Mesleğin yok olmaya yüz tutmasıyla beraber yetiştirecek çırakta bulamadıklarını vurgulayan Karataş, şunları kaydetti:
“Biz son nesillerin son örnekleriyiz artık. Kimse çocuğunu ezmiyor, ezdirmek istemiyor. Herkes çocuğum okusun diyor da herkesin çocuğu okursa, herkes okursa bu işleri kim yapacak. Bizim işimiz sade ayakkabıyla kalmadı. Önceden sade ayakkabı tamiratı yapardık şimdi deri mont tamirine girdik, boyasına girdik, valiz tamirine girdik, çanta tamirine girdik. Öyle oluyor ki insanlar artık getiriyorlar saatlerinin kordonlarını yaptırıyorlar. Artık iş yapabilmek için aklınıza gelebilecek her işi artık yapmaya başladık. Ayakkabı imalatı artık yapmıyoruz. Uzun zaman oldu bırakalı. Elazığ insanı olarak artık daha imalat ayakkabı giymiyorlar. Sürekli hazıra dönüyorlar, hazır giyiyorlar. Daha ucuza mahal olduğu için, daha ucuza aldıkları için. El yapımı bir ayakkabının yapımı, iyi bir ayakkabının yapımı 6 gün sürer. Kalıpta kalması lazım, kuruması lazım ki ayakkabının şekli bozulmasın. İnsanlarımız hem o kadar sabır edemiyor hem verilen emeğin karşılığını alamayınca artık imalat yapmıyoruz.”
“SUNİ DERİ AYAKKABILAR AYAK SAĞLIĞINI BOZUYOR”
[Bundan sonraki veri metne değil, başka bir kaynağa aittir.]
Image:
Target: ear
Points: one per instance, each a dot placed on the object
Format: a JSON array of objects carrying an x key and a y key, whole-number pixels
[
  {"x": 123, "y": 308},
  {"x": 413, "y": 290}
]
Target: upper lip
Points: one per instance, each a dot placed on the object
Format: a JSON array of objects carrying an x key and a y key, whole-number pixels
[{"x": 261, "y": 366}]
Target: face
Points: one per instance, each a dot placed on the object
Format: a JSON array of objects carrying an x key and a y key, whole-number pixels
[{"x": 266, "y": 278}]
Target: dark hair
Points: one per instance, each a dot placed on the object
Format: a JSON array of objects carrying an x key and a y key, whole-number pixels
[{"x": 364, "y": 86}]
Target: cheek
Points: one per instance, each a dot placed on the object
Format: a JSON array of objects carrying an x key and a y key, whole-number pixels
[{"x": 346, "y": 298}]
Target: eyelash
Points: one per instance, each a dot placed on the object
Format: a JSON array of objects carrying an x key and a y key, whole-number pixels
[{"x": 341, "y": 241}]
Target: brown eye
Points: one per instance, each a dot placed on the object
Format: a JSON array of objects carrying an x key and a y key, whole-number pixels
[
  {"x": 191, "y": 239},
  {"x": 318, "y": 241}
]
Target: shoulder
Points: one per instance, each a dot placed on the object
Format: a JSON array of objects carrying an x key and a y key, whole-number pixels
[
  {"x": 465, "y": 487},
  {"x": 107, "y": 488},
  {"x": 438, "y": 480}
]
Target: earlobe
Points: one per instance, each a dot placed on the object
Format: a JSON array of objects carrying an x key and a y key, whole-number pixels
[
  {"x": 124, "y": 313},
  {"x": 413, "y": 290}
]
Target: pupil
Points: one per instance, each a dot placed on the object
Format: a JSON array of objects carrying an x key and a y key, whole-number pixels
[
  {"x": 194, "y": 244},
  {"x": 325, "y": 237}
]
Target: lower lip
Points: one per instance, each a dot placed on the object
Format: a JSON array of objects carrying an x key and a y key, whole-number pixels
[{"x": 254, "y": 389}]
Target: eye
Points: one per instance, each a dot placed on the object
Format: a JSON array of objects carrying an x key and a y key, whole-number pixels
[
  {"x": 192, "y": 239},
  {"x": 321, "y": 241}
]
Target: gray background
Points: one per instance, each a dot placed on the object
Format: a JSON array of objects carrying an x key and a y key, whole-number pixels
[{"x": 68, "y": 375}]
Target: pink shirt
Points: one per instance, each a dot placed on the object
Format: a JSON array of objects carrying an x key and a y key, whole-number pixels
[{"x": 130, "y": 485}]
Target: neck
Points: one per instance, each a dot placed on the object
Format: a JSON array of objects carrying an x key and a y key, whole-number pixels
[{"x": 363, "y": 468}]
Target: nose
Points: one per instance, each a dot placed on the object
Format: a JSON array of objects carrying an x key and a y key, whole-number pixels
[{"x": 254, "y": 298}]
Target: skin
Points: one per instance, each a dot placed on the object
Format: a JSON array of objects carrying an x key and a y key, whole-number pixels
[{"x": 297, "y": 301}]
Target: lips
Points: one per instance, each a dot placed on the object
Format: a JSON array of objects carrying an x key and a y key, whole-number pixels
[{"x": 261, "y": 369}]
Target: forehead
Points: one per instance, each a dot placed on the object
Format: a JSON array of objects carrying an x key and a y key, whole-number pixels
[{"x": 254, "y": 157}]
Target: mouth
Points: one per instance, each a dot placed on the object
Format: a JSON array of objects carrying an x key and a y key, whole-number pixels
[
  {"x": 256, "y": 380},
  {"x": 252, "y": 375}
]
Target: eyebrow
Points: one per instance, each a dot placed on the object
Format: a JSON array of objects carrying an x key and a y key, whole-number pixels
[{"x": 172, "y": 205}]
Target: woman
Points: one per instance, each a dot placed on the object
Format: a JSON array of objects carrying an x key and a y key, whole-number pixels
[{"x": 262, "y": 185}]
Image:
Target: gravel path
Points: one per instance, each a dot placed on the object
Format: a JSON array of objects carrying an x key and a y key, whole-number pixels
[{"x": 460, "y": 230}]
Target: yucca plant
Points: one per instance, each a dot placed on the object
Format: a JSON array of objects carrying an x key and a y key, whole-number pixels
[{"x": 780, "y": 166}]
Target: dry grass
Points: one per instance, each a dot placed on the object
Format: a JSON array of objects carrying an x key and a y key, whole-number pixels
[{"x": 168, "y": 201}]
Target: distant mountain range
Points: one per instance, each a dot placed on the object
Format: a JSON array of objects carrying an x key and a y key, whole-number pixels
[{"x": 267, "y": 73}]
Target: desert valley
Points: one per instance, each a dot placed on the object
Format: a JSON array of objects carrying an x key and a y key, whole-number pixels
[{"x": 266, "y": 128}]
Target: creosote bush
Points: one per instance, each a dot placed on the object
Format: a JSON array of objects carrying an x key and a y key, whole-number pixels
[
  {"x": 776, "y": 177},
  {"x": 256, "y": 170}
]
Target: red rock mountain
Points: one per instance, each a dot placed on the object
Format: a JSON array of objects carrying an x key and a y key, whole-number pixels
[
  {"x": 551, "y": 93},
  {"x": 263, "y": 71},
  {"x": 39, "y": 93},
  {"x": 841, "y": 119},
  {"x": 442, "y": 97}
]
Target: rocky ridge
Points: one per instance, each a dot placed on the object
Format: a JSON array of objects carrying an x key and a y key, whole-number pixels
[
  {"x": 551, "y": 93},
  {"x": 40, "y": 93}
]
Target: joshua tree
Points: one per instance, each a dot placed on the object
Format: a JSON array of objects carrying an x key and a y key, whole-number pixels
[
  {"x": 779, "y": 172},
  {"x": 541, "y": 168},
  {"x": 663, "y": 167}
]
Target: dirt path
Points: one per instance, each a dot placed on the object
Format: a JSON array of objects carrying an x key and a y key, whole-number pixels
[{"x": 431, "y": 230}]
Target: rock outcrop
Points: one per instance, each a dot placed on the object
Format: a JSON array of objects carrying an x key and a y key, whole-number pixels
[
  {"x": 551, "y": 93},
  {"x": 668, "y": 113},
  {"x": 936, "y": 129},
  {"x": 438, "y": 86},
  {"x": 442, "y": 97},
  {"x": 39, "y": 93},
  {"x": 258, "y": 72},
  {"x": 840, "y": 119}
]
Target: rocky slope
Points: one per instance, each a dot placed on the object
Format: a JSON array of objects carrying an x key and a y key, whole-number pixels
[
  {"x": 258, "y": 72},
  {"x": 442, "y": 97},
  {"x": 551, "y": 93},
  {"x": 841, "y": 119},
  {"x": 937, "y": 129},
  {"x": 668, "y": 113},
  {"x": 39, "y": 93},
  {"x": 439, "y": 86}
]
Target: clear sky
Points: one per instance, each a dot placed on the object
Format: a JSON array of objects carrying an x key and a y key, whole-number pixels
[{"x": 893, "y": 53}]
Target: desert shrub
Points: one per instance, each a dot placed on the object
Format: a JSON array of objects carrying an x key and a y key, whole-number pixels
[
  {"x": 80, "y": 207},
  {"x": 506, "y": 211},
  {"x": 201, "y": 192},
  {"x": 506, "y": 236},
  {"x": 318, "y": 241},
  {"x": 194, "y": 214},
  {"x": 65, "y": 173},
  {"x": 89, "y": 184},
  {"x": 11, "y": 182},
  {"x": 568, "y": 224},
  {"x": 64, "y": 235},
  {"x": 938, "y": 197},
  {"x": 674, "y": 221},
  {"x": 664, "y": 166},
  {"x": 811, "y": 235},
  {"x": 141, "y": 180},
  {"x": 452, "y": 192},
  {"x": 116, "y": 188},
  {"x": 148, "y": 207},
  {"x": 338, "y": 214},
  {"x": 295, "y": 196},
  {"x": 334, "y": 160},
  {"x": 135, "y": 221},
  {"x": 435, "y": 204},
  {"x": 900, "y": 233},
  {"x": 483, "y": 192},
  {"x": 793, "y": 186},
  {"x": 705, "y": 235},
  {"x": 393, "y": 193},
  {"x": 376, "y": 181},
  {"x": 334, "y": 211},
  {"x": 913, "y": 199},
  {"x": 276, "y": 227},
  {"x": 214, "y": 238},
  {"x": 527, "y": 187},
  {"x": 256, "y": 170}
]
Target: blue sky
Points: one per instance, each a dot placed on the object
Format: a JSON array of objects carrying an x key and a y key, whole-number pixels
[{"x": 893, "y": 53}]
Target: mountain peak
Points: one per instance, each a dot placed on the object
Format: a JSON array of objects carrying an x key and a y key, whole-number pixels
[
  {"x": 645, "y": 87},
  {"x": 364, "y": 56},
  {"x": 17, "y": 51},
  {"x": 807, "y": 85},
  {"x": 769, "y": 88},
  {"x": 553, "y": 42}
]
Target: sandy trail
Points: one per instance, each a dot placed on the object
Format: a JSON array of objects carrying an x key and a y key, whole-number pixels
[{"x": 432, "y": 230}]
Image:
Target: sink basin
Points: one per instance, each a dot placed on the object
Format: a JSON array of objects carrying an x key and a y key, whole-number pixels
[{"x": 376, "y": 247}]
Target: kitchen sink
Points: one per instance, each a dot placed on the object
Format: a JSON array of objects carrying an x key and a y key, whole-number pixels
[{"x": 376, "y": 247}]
Sağlıklı bir ayakkabının deri olması gerektiğine de dikkat çeken Karataş, sözlerini şöyle sürdürdü:
“Sağlıklı bir ayakkabının püf noktası, iç astarının da dış yüzeyinin deri olmasıdır. Şuan cin malı ayakkabı zaten Türkiye’de üretiliyor. Yüzde 90 suni deri ayakkabılar Türkiye’de üretiliyor. İlla Çin’den gelmesi şart değil. Oda zaten ayakta hastalık yapar. Deri ayakkabıda ayağın hava alış verişi olur. Ayağın terini çeker. Suni deri ayakkabı öyle değildir. İçi dışı naylon olduğu için ayakta sürekli terleme koku yapar. Oda zamanla mantara dönüşür. Bunlarda zaten artık hastalığın başlangıcıdır. Eskiye göre yapılan ayakkabılar vardı. Mesela, Elazığ’ın Pocikli yemenisi meşhurdur. Elazığ’dan başka hiçbir yerde yapılmazdı. Onun dibi köseli olmak şartıyla iç astarına kadar kösede yapılırdı. Buda insanların sağlıklı, uzun ömürlü yaşamasına sebep olurdu. Artık onlar bile yapılmıyor.”